18.06 Pset 2¶

Due Friday Feb 18 at 11am on Canvas. Submit PDF(s) of your handwritten solutions along with your (clearly labeled) Julia code.

In [1]:
using LinearAlgebra

Problem 1 (10 points)¶

Suppose that $A$ is a $4\times 4$ matrix: $$ A = \begin{pmatrix} 1 & 3 & 2 & 5 \\ -2 & 1 & 1 & \\ 4 & 2 & & \\ -1 & & & \end{pmatrix} $$ In Julia:

In [2]:
A = [ 1 3 2 5
     -2 1 1 0
      4 2 0 0
     -1 0 0 0 ]
Out[2]:
4×4 Matrix{Int64}:
  1  3  2  5
 -2  1  1  0
  4  2  0  0
 -1  0  0  0

This is similar to an upper-triangular matrix, except that it is "flipped" horizontally. It doesn't matter in principle — we can still solve $Ax=b$ "bottom to top" similar to backsubstitution — but in practice it is often better to rewrite things in "standard" upper- or lower-triangular form because that's what all of the computer software is written to handle.

(a) Convert $A$ into a standard lower triangular matrix, of the form $$ L = \begin{pmatrix} a & & & \\ b & c & & \\ d & e & f & \\ g & h & i & j \end{pmatrix} = \mbox{products of permutation matrix/matrices with }A $$ as a product of $A$ with one or more permutation matrices on the left and/or right.

… and enter your answer in Julia as a check:

Solution (a)¶

Note that we can convert $A$ to standard lower-triangular form by reversing the order of the rows. Since this is a row operation, it corresponds to multiplying $A$ on the left by a permutation matrix $P$. What does $P$ look like? To see the matrix $P$, we can consider $P I = P$, which re-orders the rows of $I$ according to $P$.

In other words, we have $$ L = PA = \begin{pmatrix} 0 & 0 & 0 & 1 \\ 0 & 0 & 1 & 0 \\ 0 & 1 & 0 & 0 \\ 1 & 0 & 0 & 0 \end{pmatrix} \begin{pmatrix} 1 & 3 & 2 & 5 \\ -2 & 1 & 1 & \\ 4 & 2 & & \\ -1 & & & \end{pmatrix} = \boxed{ \begin{pmatrix} -1 & & & \\ 4 & 2 & & \\ -2 & 1 & 1 & \\ 1 & 3 & 2 & 5 \end{pmatrix}} $$

In [3]:
P = [ 0 0 0 1; 0 0 1 0; 0 1 0 0; 1 0 0 0]
L = P*A # your answer here as a product of A with some other matrix/matrices
Out[3]:
4×4 Matrix{Int64}:
 -1  0  0  0
  4  2  0  0
 -2  1  1  0
  1  3  2  5

(b) Suppose that we want to solve $Ax = b$ for $b = [26,-1,10,-1]$. Using your answer from (a), write $x = A^{-1} b$ in the following form:

  1. $y = $ something easy with $b$?
  2. forward-substitution solve of $Lz = y$
  3. $x = $ something easy with $z$?

Solution (b)¶

To solve $Ax = b$, we can apply a permutation on both sides to get $PA x = Pb$. Since $L = PA$, we have $L x = Pb$. This represents a permutation, followed by a lower-triangular solve (forward substitution).

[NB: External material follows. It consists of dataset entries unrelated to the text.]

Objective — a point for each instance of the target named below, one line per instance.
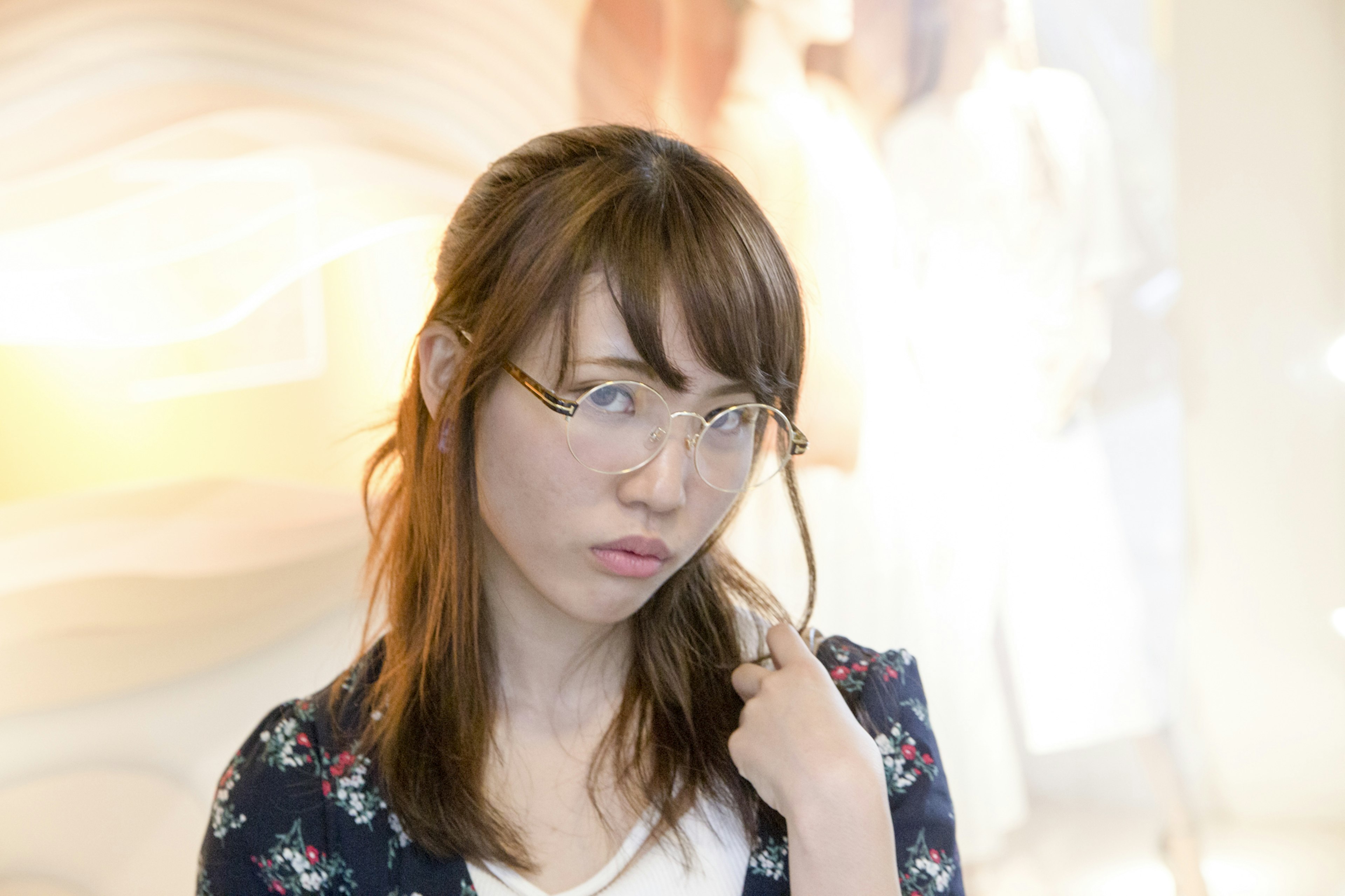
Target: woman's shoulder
(299, 802)
(884, 688)
(853, 666)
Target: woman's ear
(439, 353)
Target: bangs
(685, 232)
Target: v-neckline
(595, 884)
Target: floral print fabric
(298, 812)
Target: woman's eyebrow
(633, 365)
(647, 373)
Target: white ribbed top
(719, 851)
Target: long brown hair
(658, 218)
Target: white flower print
(771, 859)
(224, 819)
(903, 760)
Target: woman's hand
(810, 760)
(798, 742)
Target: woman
(564, 697)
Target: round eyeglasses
(621, 426)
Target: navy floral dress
(295, 813)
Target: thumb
(787, 648)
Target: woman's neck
(770, 58)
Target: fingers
(786, 646)
(747, 680)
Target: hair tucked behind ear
(660, 218)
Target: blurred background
(1076, 387)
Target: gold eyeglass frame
(798, 442)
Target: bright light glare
(1336, 358)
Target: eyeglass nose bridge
(692, 439)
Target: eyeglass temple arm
(798, 443)
(546, 396)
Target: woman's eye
(613, 399)
(728, 422)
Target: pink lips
(634, 556)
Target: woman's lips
(634, 556)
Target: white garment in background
(845, 262)
(716, 844)
(1008, 214)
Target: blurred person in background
(564, 696)
(1009, 230)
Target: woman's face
(553, 529)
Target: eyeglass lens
(621, 426)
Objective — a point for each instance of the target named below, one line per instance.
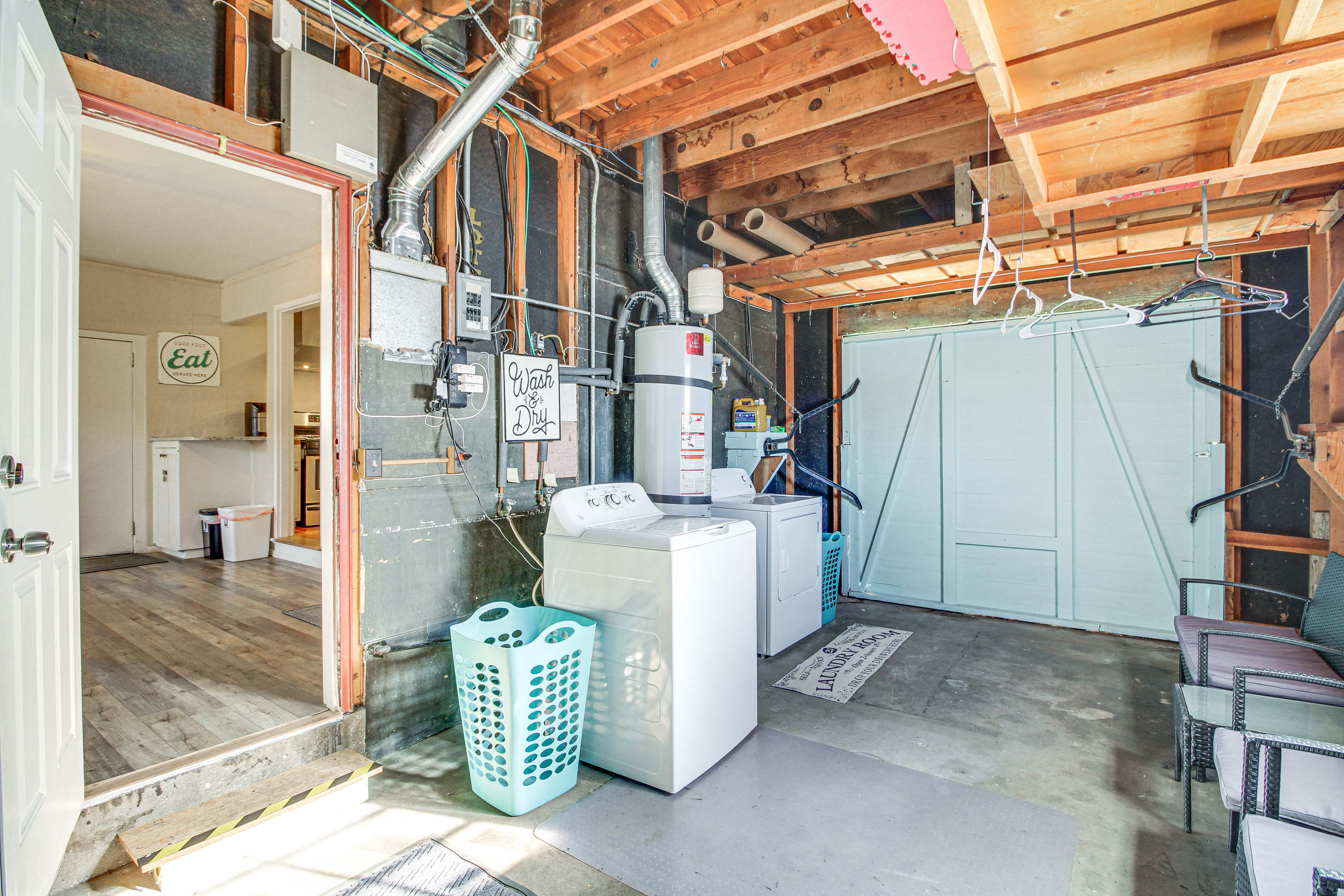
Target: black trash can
(211, 534)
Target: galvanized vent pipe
(401, 233)
(655, 227)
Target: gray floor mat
(429, 868)
(787, 816)
(312, 616)
(118, 562)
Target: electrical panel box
(474, 307)
(328, 116)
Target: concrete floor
(1066, 719)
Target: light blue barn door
(1034, 479)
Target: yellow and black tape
(173, 849)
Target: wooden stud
(1214, 76)
(978, 37)
(908, 121)
(685, 46)
(1294, 25)
(568, 249)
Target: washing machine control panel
(579, 508)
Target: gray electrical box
(474, 307)
(330, 116)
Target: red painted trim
(346, 336)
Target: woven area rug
(429, 868)
(118, 562)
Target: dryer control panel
(582, 507)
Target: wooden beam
(1287, 543)
(1179, 84)
(111, 84)
(1189, 182)
(908, 121)
(1094, 266)
(569, 22)
(858, 96)
(236, 61)
(866, 191)
(893, 159)
(1294, 25)
(568, 249)
(982, 43)
(701, 40)
(1120, 230)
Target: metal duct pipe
(655, 226)
(729, 242)
(401, 233)
(772, 230)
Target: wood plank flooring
(191, 653)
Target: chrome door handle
(31, 545)
(11, 472)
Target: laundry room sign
(531, 389)
(186, 359)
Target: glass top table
(1267, 715)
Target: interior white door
(1043, 479)
(41, 729)
(107, 428)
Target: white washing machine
(788, 556)
(674, 680)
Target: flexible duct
(772, 230)
(401, 233)
(623, 323)
(729, 242)
(655, 226)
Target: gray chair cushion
(1226, 655)
(1311, 786)
(1281, 856)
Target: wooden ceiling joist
(802, 62)
(893, 159)
(1267, 64)
(1294, 25)
(908, 121)
(569, 22)
(978, 37)
(701, 40)
(858, 96)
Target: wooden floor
(191, 653)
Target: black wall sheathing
(812, 386)
(1270, 344)
(174, 43)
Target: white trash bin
(246, 531)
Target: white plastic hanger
(1132, 315)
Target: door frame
(342, 652)
(139, 434)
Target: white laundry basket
(246, 531)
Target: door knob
(31, 545)
(11, 472)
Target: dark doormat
(792, 817)
(429, 868)
(312, 616)
(119, 562)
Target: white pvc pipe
(771, 229)
(725, 241)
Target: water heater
(674, 394)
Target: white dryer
(788, 556)
(674, 679)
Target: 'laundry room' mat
(792, 817)
(839, 670)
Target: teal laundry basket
(522, 684)
(832, 547)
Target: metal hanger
(1229, 298)
(1132, 315)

Therefore, in step 1 we can let $\boxed{y = Pb}$, which is just $b$ with the rows in reverse order. We remark that in practice you would not compute $y = Pb$ by an explicit matrix-vector multiplication (~ $n^2$ operations)) — instead, you would just apply the linear operator $P$ to $b$, which amounts to reversing the rows (~ $n$ work).

Then, in step 2 we solve $Lz = y$ for $z$ using forward-substitution.

Finally, in step 3 we have $\boxed{x = z}$.

(c) Implement your answer from (b) in Julia and check it by filling in the outline below:

Solution (c)¶

As shown below, we have $\boxed{x = \begin{pmatrix} 1 \\ 3 \\ -2 \\ 4 \end{pmatrix}}$.

In [4]:
using LinearAlgebra

b = [26, -1, 10, -1]

y = b[4:-1:1] # something easy with b: just reverse the order.  b[ [4,3,2,1] ] or reverse(b) also work
z = LowerTriangular(L) \ y    # tells Julia to use forward-substitution
x = z # something (really) easy with z
Out[4]:
4-element Vector{Float64}:
  1.0
  3.0
 -2.0
  4.0
In [5]:
# compare it to naive solution:
A \ b
Out[5]:
4-element Vector{Float64}:
  1.0000000000000007
  2.9999999999999987
 -1.9999999999999984
  4.0

Yay, it matches (up to roundoff errors).

Problem 2 (15 points)¶

Suppose that we have the equation $$ YX+XZ = \underbrace{\begin{pmatrix} 1 & 2 \\ -3 & 4 \end{pmatrix}}_{Y} \underbrace{\begin{pmatrix} a & b \\ c & d \end{pmatrix}}_X + X \underbrace{\begin{pmatrix} 5 & -6 \\ 7 & 8 \end{pmatrix}}_Z = \underbrace{\begin{pmatrix} -7 & 21 \\ -3 & 3 \end{pmatrix}}_{B} $$ for the unknown $2\times 2$ matrix $X$.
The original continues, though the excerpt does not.